The first Chocolate House was opened in London in 1657 and by 1674, chocolate wasn’t just drunk but had been solidified into various forms.
It was an Irishman, John Hanahan, who is credited with introducing the delights of chocolate to America, and eventually established his own chocolate empire.
Today, the appetite for chocolate in the West seems to be insatiable.
Most of the chocolate we consume comes from West Africa, where 1.7 million small holders are responsible for producing the beans.
The beans are sold on the commodities exchanges, and unless the small farmers involved are fortunate enough to be partnered with Fairtrade or a similar organisation, the price they receive is frequently depressingly low.
There are other problems associated with the trade, such as the 12,000 children who are suspected of being victims of trafficking.
Unscrupulous traffickers travel into remote villages and persuade parents that they are offering their children — sometimes as young as eight — well paying work in the city. Or they advance the poverty-stricken parents money and the child then becomes security in a system of debt bondage.
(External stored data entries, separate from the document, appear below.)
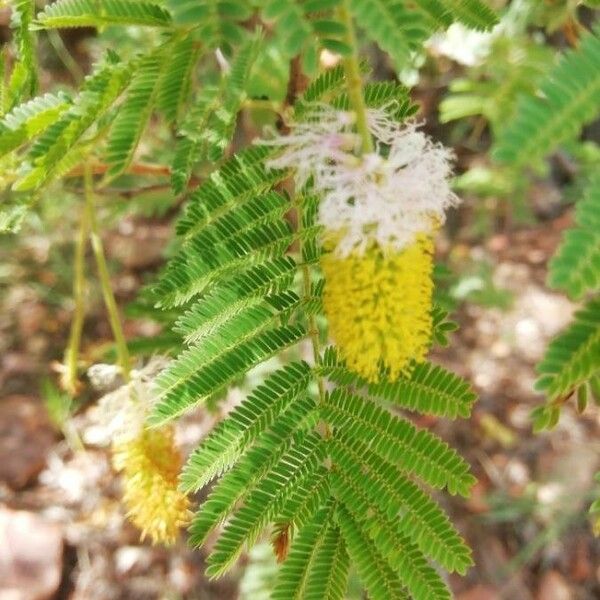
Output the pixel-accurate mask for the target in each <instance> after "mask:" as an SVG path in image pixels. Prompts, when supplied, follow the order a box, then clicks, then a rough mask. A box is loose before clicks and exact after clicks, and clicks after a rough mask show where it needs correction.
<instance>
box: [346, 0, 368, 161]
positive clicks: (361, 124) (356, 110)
mask: <svg viewBox="0 0 600 600" xmlns="http://www.w3.org/2000/svg"><path fill="white" fill-rule="evenodd" d="M338 16H339V18H340V21H342V23H343V24H344V27H345V29H346V34H345V36H344V42H346V44H347V45H348V47H350V48H352V51H351V53H350V54H349V55H348V56H346V57H344V71H345V72H346V86H347V88H348V100H349V101H350V106H351V107H352V110H353V111H354V112H355V114H356V129H357V131H358V133H359V135H360V137H361V140H362V143H361V152H362V153H363V154H368V153H370V152H373V150H374V147H373V139H372V138H371V132H370V131H369V123H368V121H367V106H366V104H365V98H364V96H363V90H362V77H361V75H360V66H359V61H358V45H357V40H356V31H355V29H354V21H353V19H352V14H351V13H350V8H349V3H348V0H342V2H341V3H340V5H339V7H338Z"/></svg>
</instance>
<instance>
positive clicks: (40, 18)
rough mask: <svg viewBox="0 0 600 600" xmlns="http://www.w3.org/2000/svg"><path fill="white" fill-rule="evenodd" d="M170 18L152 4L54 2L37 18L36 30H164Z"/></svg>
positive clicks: (155, 6)
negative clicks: (41, 29)
mask: <svg viewBox="0 0 600 600" xmlns="http://www.w3.org/2000/svg"><path fill="white" fill-rule="evenodd" d="M170 23H171V15H170V14H169V12H168V11H166V10H165V9H164V8H162V7H161V6H159V5H158V4H155V3H153V2H142V1H141V0H102V1H101V2H98V1H97V0H57V1H56V2H53V3H52V4H50V5H48V6H47V7H46V8H45V9H44V10H43V11H42V12H41V13H39V14H38V16H37V19H36V21H35V24H36V26H37V27H39V28H43V29H53V28H58V27H104V26H105V25H152V26H159V27H166V26H168V25H169V24H170Z"/></svg>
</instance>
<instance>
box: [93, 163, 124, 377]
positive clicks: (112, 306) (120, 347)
mask: <svg viewBox="0 0 600 600" xmlns="http://www.w3.org/2000/svg"><path fill="white" fill-rule="evenodd" d="M84 180H85V209H86V212H87V219H88V222H89V228H90V240H91V242H92V250H93V252H94V258H95V260H96V265H97V267H98V278H99V280H100V287H101V289H102V296H103V298H104V305H105V306H106V310H107V312H108V319H109V322H110V328H111V330H112V333H113V337H114V339H115V345H116V349H117V362H118V364H119V366H120V367H121V370H122V373H123V377H124V378H125V380H126V381H128V380H129V374H130V370H131V363H130V357H129V350H128V349H127V342H126V341H125V334H124V332H123V327H122V325H121V319H120V317H119V309H118V307H117V302H116V300H115V295H114V292H113V289H112V285H111V283H110V274H109V272H108V265H107V264H106V256H105V254H104V246H103V245H102V238H101V237H100V230H99V228H98V220H97V218H96V208H95V202H94V182H93V177H92V170H91V168H89V167H87V168H86V169H85V173H84Z"/></svg>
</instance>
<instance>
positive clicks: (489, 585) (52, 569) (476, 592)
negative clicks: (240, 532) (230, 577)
mask: <svg viewBox="0 0 600 600" xmlns="http://www.w3.org/2000/svg"><path fill="white" fill-rule="evenodd" d="M567 224H568V216H566V217H561V218H558V219H556V220H554V221H552V222H546V223H544V224H542V225H538V226H535V227H533V228H531V227H529V228H527V229H523V230H517V231H516V232H514V233H511V234H510V235H496V236H494V237H492V238H491V239H490V240H489V241H488V242H487V244H486V245H485V246H478V245H470V244H466V243H464V244H461V243H459V244H453V245H452V250H451V252H450V253H449V254H448V260H449V262H450V264H451V265H452V266H453V268H454V269H456V270H457V271H458V272H463V273H464V275H463V276H462V278H461V279H460V280H459V282H458V284H457V286H458V287H457V286H455V287H454V295H455V296H460V295H461V293H462V292H461V291H460V286H461V285H462V286H463V288H464V289H463V291H464V290H465V289H466V290H467V292H468V291H469V289H474V290H476V291H477V290H479V291H482V290H483V291H485V290H484V289H483V288H486V289H487V296H486V295H485V294H484V295H481V294H480V295H479V296H475V298H478V299H479V301H477V302H473V301H469V302H464V303H462V304H461V305H460V306H459V309H458V311H457V312H456V319H457V320H458V321H459V323H460V329H459V330H458V332H457V333H455V334H454V335H453V339H452V343H451V345H450V347H449V348H448V349H443V350H438V351H436V356H435V358H436V360H439V361H440V362H442V363H444V364H446V365H447V366H449V367H451V368H452V369H454V370H456V371H457V372H459V373H461V374H462V375H464V376H465V377H467V378H469V379H470V380H471V381H472V382H473V384H474V386H475V388H476V389H477V391H478V393H479V395H480V401H479V403H478V404H477V407H476V409H475V411H474V415H473V417H472V418H471V419H470V420H469V421H463V422H454V423H449V422H446V421H436V420H432V419H421V422H420V425H423V426H428V427H432V428H435V429H436V430H438V431H439V432H440V433H441V435H442V436H443V437H444V438H445V439H446V440H448V441H449V442H450V443H452V444H453V445H454V446H456V447H457V448H458V449H459V450H460V451H461V452H462V453H463V454H464V455H466V456H467V458H468V459H469V460H470V462H471V464H472V465H473V468H474V471H475V473H476V475H477V476H478V479H479V483H478V484H477V486H476V488H475V492H474V494H473V497H472V498H471V499H470V500H468V501H463V500H452V501H451V502H449V503H448V504H447V508H448V510H449V511H450V512H451V513H452V514H453V516H454V518H455V519H456V520H457V523H458V524H459V526H460V527H461V529H462V531H463V532H464V534H465V535H466V537H467V539H468V541H469V543H470V544H471V546H472V547H473V548H474V551H475V556H476V561H477V564H476V566H475V567H474V568H473V569H472V570H471V571H470V572H469V574H468V576H467V577H466V578H464V579H460V578H452V580H451V584H452V586H453V588H454V590H455V591H456V594H457V597H458V598H459V600H493V599H506V600H509V599H510V600H512V599H518V600H528V599H532V600H533V599H535V600H592V599H594V598H598V597H600V544H599V542H598V541H597V540H595V539H594V538H593V536H592V534H591V531H590V521H589V518H588V516H587V507H588V506H589V504H590V499H591V498H592V497H593V495H594V493H599V490H597V489H594V484H593V475H594V473H595V472H596V471H597V470H598V468H600V464H599V460H598V457H600V441H599V440H600V437H599V436H598V433H599V429H600V427H599V425H600V419H599V416H600V415H599V412H598V410H597V409H588V411H587V412H586V413H585V414H584V415H577V414H576V413H575V411H574V410H573V408H572V407H571V406H567V407H566V409H565V411H564V414H563V418H562V419H561V422H560V424H559V426H558V427H557V429H556V430H555V431H553V432H552V433H545V434H542V435H538V436H533V435H532V433H531V423H530V420H529V412H530V411H531V409H532V408H533V407H534V406H535V405H536V404H537V403H539V402H540V401H541V398H540V397H539V396H537V395H536V394H535V393H534V392H533V389H532V385H533V382H534V380H535V372H534V365H535V363H536V362H537V361H538V360H539V359H540V357H541V356H542V353H543V351H544V348H545V346H546V344H547V342H548V340H549V339H550V338H551V337H552V336H553V335H554V334H555V333H556V332H557V331H558V330H560V329H561V328H562V327H563V326H564V325H565V324H566V323H567V322H568V321H569V318H570V316H571V314H572V311H573V309H574V307H573V306H572V305H571V304H570V303H569V302H568V301H567V300H565V298H564V297H563V296H561V295H559V294H554V293H552V292H549V291H548V289H547V288H546V287H545V286H544V278H545V264H546V261H547V259H548V257H549V256H550V255H551V253H552V252H553V250H554V248H555V246H556V244H557V242H558V239H559V237H560V232H561V231H562V229H564V227H565V226H566V225H567ZM63 233H64V232H63ZM168 234H169V227H168V226H167V225H164V224H162V222H158V223H156V222H155V223H151V222H150V221H148V220H144V219H129V220H124V221H122V222H121V224H120V226H119V227H118V228H117V229H116V231H115V232H114V233H111V234H110V235H108V236H107V239H106V242H107V247H108V253H109V255H110V257H111V258H112V259H113V260H114V261H115V262H117V263H118V264H120V265H121V266H120V267H119V269H118V270H117V274H116V276H115V279H114V284H115V288H116V290H117V294H118V296H119V299H120V300H121V302H125V301H127V300H129V299H130V298H132V297H133V296H134V294H135V291H136V290H137V289H138V288H139V286H140V285H141V283H142V281H143V280H145V279H146V278H147V276H148V272H149V271H150V272H151V271H152V270H153V269H154V268H155V267H156V265H157V262H158V261H159V260H160V258H159V257H160V250H161V249H162V247H163V245H164V241H165V240H166V239H168ZM61 235H62V234H61V233H60V232H59V233H57V234H56V235H55V236H54V239H53V238H52V236H51V238H50V240H47V239H46V237H45V235H43V232H40V233H39V234H35V233H30V234H28V235H27V236H25V237H23V238H21V240H20V241H19V243H18V244H13V245H11V246H10V248H9V247H6V246H5V247H4V248H3V250H4V252H5V256H6V259H7V260H5V261H3V264H4V267H3V269H4V272H3V273H2V283H3V284H5V285H3V290H4V291H3V293H2V298H1V302H2V306H1V310H0V352H1V359H0V385H1V386H2V389H3V393H2V396H1V397H2V399H1V400H0V600H34V599H36V600H43V599H50V598H56V599H59V598H65V599H66V598H68V599H70V600H109V599H110V600H115V599H123V600H129V599H136V598H139V599H143V600H146V599H153V598H156V599H171V598H173V599H175V598H181V599H189V600H192V599H203V600H205V599H208V600H210V599H213V598H214V599H222V600H227V599H229V598H232V599H233V598H238V597H239V598H246V599H249V600H260V598H262V595H261V594H262V592H261V586H262V587H265V585H266V584H265V585H263V580H268V578H269V577H270V574H271V572H272V567H271V566H270V560H269V558H265V550H264V548H263V549H261V548H259V549H258V550H257V551H256V552H255V553H253V557H252V558H250V559H247V561H246V562H248V560H249V562H250V566H249V568H248V569H246V570H245V573H246V575H245V579H243V580H242V583H241V585H240V584H239V578H240V577H243V573H244V569H243V567H240V568H239V569H238V570H237V571H236V572H234V573H233V575H232V577H231V578H230V579H226V580H221V581H219V582H209V581H207V580H206V579H205V578H204V577H203V575H202V572H203V559H204V557H203V555H202V553H199V552H195V551H191V550H189V549H187V548H186V545H185V540H184V539H182V540H181V541H180V543H179V544H178V545H177V546H176V547H175V548H171V549H168V550H167V549H163V548H153V547H150V546H149V545H147V544H145V543H141V542H140V540H139V534H138V532H137V531H135V530H134V529H133V528H132V527H131V526H130V525H128V523H127V522H126V520H125V519H124V515H123V510H122V507H121V506H120V504H119V481H118V479H117V478H116V477H115V475H114V474H113V472H112V470H111V467H110V461H109V457H108V453H107V450H106V449H105V448H103V447H98V446H94V445H89V444H88V445H86V446H85V447H81V445H80V440H81V439H89V438H90V435H89V431H90V427H91V425H90V420H89V416H88V413H89V407H90V406H91V405H93V401H94V395H93V394H89V393H88V394H84V401H83V402H82V404H81V405H80V406H78V407H76V408H75V410H74V414H75V416H74V418H73V420H71V421H68V422H66V423H63V424H62V427H58V428H57V426H56V424H55V423H53V422H52V421H51V419H50V418H49V416H48V412H47V405H48V394H47V392H45V393H41V392H40V389H41V387H40V386H41V382H42V380H43V378H44V377H51V378H52V377H55V374H54V373H53V372H52V365H53V361H57V360H60V358H61V353H62V348H63V346H64V340H65V337H66V332H67V330H68V323H69V316H70V312H69V301H68V285H67V282H68V276H66V277H65V275H66V274H65V273H62V274H61V272H60V269H59V270H58V271H57V264H60V260H62V259H61V256H62V254H64V253H68V250H66V248H67V240H66V238H61V237H60V236H61ZM149 238H150V239H151V240H152V242H151V243H150V242H148V243H147V244H146V246H144V240H146V241H147V240H148V239H149ZM144 248H147V252H145V251H144ZM132 249H135V251H133V250H132ZM132 256H133V257H134V258H131V257H132ZM62 258H64V256H62ZM472 264H477V265H482V264H483V265H489V273H487V272H486V273H487V274H486V276H485V277H483V278H482V277H481V275H480V273H481V270H480V269H479V270H476V271H475V272H476V274H475V275H473V274H471V275H469V272H470V271H469V269H471V267H469V265H472ZM57 273H58V274H57ZM477 273H479V275H477ZM63 280H64V281H63ZM482 281H483V282H482ZM9 282H10V285H8V283H9ZM482 286H483V287H482ZM457 290H458V291H457ZM490 290H491V291H490ZM95 297H96V295H95V294H94V293H92V294H90V304H91V311H90V315H89V317H88V319H87V321H86V329H85V339H86V346H85V349H86V356H87V357H93V356H94V355H95V352H96V351H97V347H98V346H101V345H102V344H99V342H98V340H100V341H102V340H104V341H106V340H107V339H108V337H109V335H108V329H107V326H106V323H105V321H104V317H103V312H102V309H101V305H100V303H99V302H96V301H94V298H95ZM486 298H487V299H486ZM156 327H157V326H156V325H155V324H153V323H151V322H148V321H144V320H128V322H127V330H128V334H130V335H152V333H153V332H155V331H156ZM239 396H240V392H239V390H238V391H236V390H234V392H233V393H232V394H231V397H230V398H228V400H227V401H226V402H225V403H224V405H223V406H222V407H221V410H227V407H228V406H231V404H233V403H235V402H236V401H237V400H238V399H239ZM217 418H218V415H214V414H208V413H203V412H199V413H198V414H196V415H193V416H192V417H190V418H189V419H186V420H185V421H184V422H183V423H182V424H181V425H180V427H179V430H178V439H179V442H180V443H181V445H182V446H183V447H184V448H191V447H192V446H193V445H194V444H195V443H197V441H198V440H199V439H200V438H201V437H202V436H203V435H205V433H206V431H208V430H209V429H210V427H211V425H212V424H213V423H214V421H215V419H217ZM91 437H93V436H91ZM445 501H446V500H445ZM267 554H268V552H267ZM240 590H241V592H240Z"/></svg>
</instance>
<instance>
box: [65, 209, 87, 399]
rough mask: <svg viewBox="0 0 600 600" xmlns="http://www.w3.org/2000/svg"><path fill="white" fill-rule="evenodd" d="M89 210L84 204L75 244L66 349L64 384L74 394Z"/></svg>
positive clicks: (78, 347)
mask: <svg viewBox="0 0 600 600" xmlns="http://www.w3.org/2000/svg"><path fill="white" fill-rule="evenodd" d="M89 227H90V223H89V212H88V210H87V209H86V207H85V206H84V207H83V208H82V211H81V220H80V222H79V231H78V236H77V242H76V245H75V262H74V265H73V301H74V303H75V307H74V310H73V319H72V321H71V331H70V334H69V344H68V346H67V348H66V350H65V358H64V361H65V369H66V371H65V372H64V374H63V378H62V385H63V387H64V388H65V390H66V391H67V392H68V393H69V394H71V395H72V396H74V395H75V394H76V393H77V390H78V388H79V381H78V378H77V375H78V364H79V347H80V346H81V332H82V331H83V321H84V317H85V248H86V244H87V238H88V232H89Z"/></svg>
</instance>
Allison Roberts was determined to grow her business with an awareness of these realities. She told me about her life-long passion for chocolate.
How old were you when you first started making chocolate, Allison?
I was eight the first time I had a go at making it with the Girl Guides. And by the time I was 12, I’d set up a small business at my school. I started here in Clonakilty in 2007.
I’ve always been passionate about ethics, so the Fairtrade movement is close to my heart. In the chocolate industry, producers are often abused and child slavery and poverty are rife.
In November, I got the chance to visit Ghana with Fairtrade Clonakilty. It was an extraordinary experience. I met Fairtrade communities and the people who produce my chocolate.
A whole community develops around a Fairtrade cooperative. People are able to invest in schools, running water and sanitation facilities.
It seems as if this trip caused you to reassess a lot of your thinking.
Yes, it inspired me to see just what a small, community-minded business can do in a local area and it also inspired me to see what benefits I could bring to my own community here in Clonakilty.
My goal now is a bean to bar chocolate factory here in the heart of Croakily. I want to provide a healthier and ethical alternative to what’s available in the mainstream.
I import my beans directly from Ghana, so it’s a direct link, and thanks to a partnership last year with Indiegogo, which works on a system of pre-orders, I was able to raise enough money to buy the equipment I need to grind the beans. In fact, it’s being installed today and I can’t wait.
I believe you are going to be running workshops this spring?
Yes and we’re really looking forward to it. I have three people working with me now. First up is our Valentine’s Day tasting and truffle evening.
There will be Bean-to-Bar workshops for adults on Mother and Father’s Day, chocolate making for parents and kids and raw chocolate for beginners. And we have a celebratory Tasting and Tapas evening on March 5 at Molly’s Wine Bar, all welcome.